The idea above is to first sort the array, then do binary search on the first number, and find the closest 2sum in the complement. We keep track of the sum s and distance d.

It turns out I cannot even do a single outer layer binary search. The reason is that the condition

if (d == -1 || s < target) {
// or not

is not sufficient to inform that

left = mid + 1;
// or right = mid - 1;

if the realized sum s is < target, it is tempting to think the best first number should be somewhere to the right of existing chosen one (mid), but it is quite possible that it is to the left: the remaining two numbers just might need to be larger to compensate for it.

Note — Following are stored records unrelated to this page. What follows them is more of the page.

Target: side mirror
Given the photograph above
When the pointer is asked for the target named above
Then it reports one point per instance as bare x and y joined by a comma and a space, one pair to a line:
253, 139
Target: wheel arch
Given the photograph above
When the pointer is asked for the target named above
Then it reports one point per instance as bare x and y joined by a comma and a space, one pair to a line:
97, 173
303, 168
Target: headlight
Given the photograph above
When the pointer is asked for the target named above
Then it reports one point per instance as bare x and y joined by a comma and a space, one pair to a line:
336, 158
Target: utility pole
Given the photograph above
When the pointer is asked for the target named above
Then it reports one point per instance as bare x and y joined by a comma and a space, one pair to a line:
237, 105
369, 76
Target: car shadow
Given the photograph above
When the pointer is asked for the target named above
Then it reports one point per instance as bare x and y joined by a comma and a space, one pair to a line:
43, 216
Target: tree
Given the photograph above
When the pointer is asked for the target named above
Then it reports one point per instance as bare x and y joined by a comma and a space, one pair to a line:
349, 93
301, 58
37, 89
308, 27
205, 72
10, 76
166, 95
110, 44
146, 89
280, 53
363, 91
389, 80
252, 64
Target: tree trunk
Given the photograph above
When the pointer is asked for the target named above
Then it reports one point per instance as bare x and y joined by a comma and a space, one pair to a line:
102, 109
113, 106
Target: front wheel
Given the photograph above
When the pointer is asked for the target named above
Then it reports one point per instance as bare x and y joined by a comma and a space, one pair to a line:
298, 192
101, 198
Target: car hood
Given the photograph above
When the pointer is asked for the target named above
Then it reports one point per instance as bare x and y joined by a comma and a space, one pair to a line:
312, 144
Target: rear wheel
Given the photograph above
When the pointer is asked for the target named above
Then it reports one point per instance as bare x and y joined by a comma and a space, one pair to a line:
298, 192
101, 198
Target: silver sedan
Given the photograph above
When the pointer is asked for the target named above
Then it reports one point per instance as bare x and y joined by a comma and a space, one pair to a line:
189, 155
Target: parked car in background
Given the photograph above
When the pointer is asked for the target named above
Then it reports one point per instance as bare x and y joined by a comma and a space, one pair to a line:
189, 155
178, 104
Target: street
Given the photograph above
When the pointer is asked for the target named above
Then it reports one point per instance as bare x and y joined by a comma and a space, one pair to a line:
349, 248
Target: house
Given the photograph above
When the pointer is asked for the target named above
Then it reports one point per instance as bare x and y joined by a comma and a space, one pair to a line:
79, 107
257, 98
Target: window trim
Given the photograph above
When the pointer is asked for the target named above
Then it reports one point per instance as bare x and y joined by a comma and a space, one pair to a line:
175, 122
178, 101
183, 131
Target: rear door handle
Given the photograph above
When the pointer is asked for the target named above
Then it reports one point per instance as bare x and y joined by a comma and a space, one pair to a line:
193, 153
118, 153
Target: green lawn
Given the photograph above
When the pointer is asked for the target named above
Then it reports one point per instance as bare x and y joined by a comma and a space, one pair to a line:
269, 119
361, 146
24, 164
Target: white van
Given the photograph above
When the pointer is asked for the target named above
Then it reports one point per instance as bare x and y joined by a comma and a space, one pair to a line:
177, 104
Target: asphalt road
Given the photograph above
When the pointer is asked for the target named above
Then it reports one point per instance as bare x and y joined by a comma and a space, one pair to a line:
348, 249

So it seems brute force search of the first number is the only option. One interesting thought. Since the above wrong solution passed 88 out of 99 unit tests, it seems interesting to come up with wrong solutions that pass all leetcode tests, and perhaps in the future that pass Generative AI logical reasoning. This could hopefully advance AGI.

class Solution {
public:
    void twoSumClosest(vector<int>& nums, int target, int start, int offset, int& s, int& d) {
        int i = start;
        int j = nums.size() - 1;
        while (i < j) {
            int ret = nums[i] + nums[j] + offset;
            int dist = abs(target - ret);
            if (ret == target) {
                s = ret;
                d = 0;
                return;
            }
            if (d == -1 || dist < d) {
                d = dist;
                s = ret;
            }            
            if (ret < target) {
                ++i;
            } else {
                --j;
            }
        }
    }

    int threeSumClosest(vector<int>& nums, int target) {
        sort(nums.begin(), nums.end());     
        int s = 0, d = -1;
        for (int i = 0; i < nums.size() - 2; ++i) {
            twoSumClosest(nums, target, i + 1, nums[i], s, d);
            if (d == 0) {
                return s;
            }
        }
        return s;
    }
};